Gene Expression Profiling Interactive Analysis (GEPIA) data set

GEPIA is a new web-based bioinformatics tool that analyzes ribonucleic acid (RNA) sequences retrieved from the Genotype-Tissue Expression (GTEx) and The Cancer Genome Atlas (TCGA) data sets (www.gepia.cancer-pku.cn), which provide differential expression analyses, cancer type staging, patient survival analyses, and similar gene detections. The analysis of the relationship between CBX family members and PAAD was performed using the TCGA_PAAD data set in GEPIA (15).

The Kaplan-Meier Plotter

The prognostic significance of the transcription messenger RNA (mRNA) expression levels was investigated using the Kaplan-Meier Plotter database (www.kmplot.com), which has survival information and gene expression data for PAAD patients (16,17). To analyze the overall survival (OS) and disease-free survival (DFS) outcomes for PAAD patients, the specimens were divided into high- and low-expression groups based on their median expression levels. The grouped samples were evaluated using a Kaplan-Meier survival plot with hazard ratios (HRs), log-rank P values, and 95% confidence intervals (CIs).

TCGA data and cBioPortal

The TCGA database has both clinical-pathological and sequencing data for over 30 cancer types (18). The PAAD data set (PanCancer Atlas) has data for 184 cases. The pathological information of these cases was used to evaluate CBX expressions by the cBioPortal (www.cbioportal.org) (19,20). The genomic map has information on putative copy-number alterations from the Genomic Identification of Significant Targets in Cancer (GISTIC), mutations, and mRNA expression level z-scores.

Enrichment analysis

The enrichment analysis of CBXs in PAAD was conducted using STRING database (https://strin g-db.org/) (21) and the Database for Annotation Visualization and Integrated Discovery (DAVID) (https://david.ncifc rf.gov/) (22). We first conducted protein-protein interaction (PPI) network evaluations on differently expressed CBXs using STRINGS. Next, members of the CBX family and the adjacent genes were evaluated using DAVID 6.8, Metascape for Gene Ontology (GO), and the Kyoto Encyclopedia of Genes and Genomes (KEGG) enrichment analyses. The results were visualized by R project using the “ggplot2” package with a cut-off P value of <0.05. The cellular components (CCs), BPs, and molecular functions (MFs) were evaluated in the GO analysis.

TIMER analysis

TIMER (www.cistrome.shinyapps.io) was used to analyze of the abundance of immune infiltrations and evaluate the clinical effects of tumor-infiltrating immune cells (23). TIMER was used to assess correlations between members of the CBX family and immune cell infiltration in PAAD. The TCGA-PAAD data set was used for this analysis, and a P value <0.05 was considered significant.

Cox regression analysis

The P values and HRs of the constituents were subject to univariate and multivariate Cox regression analyses, together with analyses of some CBX gene parameter. Univariate and multivariate Cox regression analyses were conducted to identify proper terms for building the nomogram. Using “forestplot” in R package, a forest plot was used to determine the HR, P value, and 95% CI of each variable.

Statistical analysis

For statistical analyses we estimated risk ratios [and their 95% confidence intervals (CIs)] for each potential risk factor using Cox proportional risk regression models. Stepwise multifactorial Cox regression analysis was used to determine inclusion and exclusion criteria for type I error =0.1.

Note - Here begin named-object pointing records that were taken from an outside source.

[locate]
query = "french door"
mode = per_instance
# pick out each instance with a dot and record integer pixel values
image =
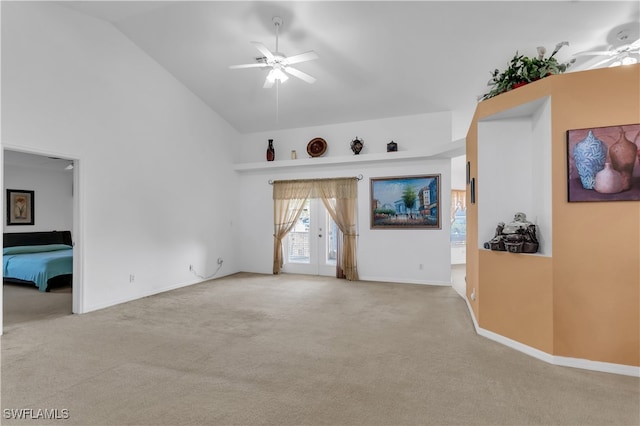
(311, 247)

A two-sided P value of <0.05 were considered statistically significant. All statistical analyses were performed using R software for Windows, version 3.6.1.


Results

Differentially expressed CBXs in pancreatic carcinoma

The ONCOMINE database was used to assess differently expressed CBXs. As Figure 1 shows, CBX1, CBX3, CBX5, and CBX8 transcription levels were markedly high in pancreatic carcinoma tissues, while the transcription levels of CBX2 were suppressed in normal tissues. In this study, CBX1 was found to be overexpressed in pancreatic carcinoma tissues relative to adjacent normal tissues (fold change in the Badea pancreas data set: 1.957; P=2.04E-9) (24). CBX3 was also significantly elevated in pancreatic cancer tissues relative to normal tissues. Findings from the Pei Pancreas data set revealed a 1.678 (P=3.32E-5) fold change increase in CBX3 mRNA expression in pancreatic carcinoma tissues (25). CBX5 was found to be significantly upregulated in pancreatic carcinoma tissues relative to normal tissues. The results of the Ishikawa Pancreas data set analysis showed that there were 2.371-fold (P=3.63E-4) increases in CBX5 mRNA expression levels in pancreatic tumor tissues (26). CBX8 was also markedly high in pancreatic tumor tissues relative to normal tissues, with the TCGA dataset results showing a 2.269 (P=0.009) fold increase in tumour tissue. CBX2 was also found to be more downregulated in pancreatic carcinoma tissues than normal tissues. The results of the Ishikawa Pancreas data set revealed that there was a 1.678-fold (P=0.006) decrease in CBX2 mRNA expression in pancreatic carcinoma tissues.

Figure 1 The transcription levels of CBXs factors in different types of cancers (Oncomine database). The threshold was designed with the following parameters: P value: 0.01, fold change: 1.5, gene rank: 10%, data type: mRNA.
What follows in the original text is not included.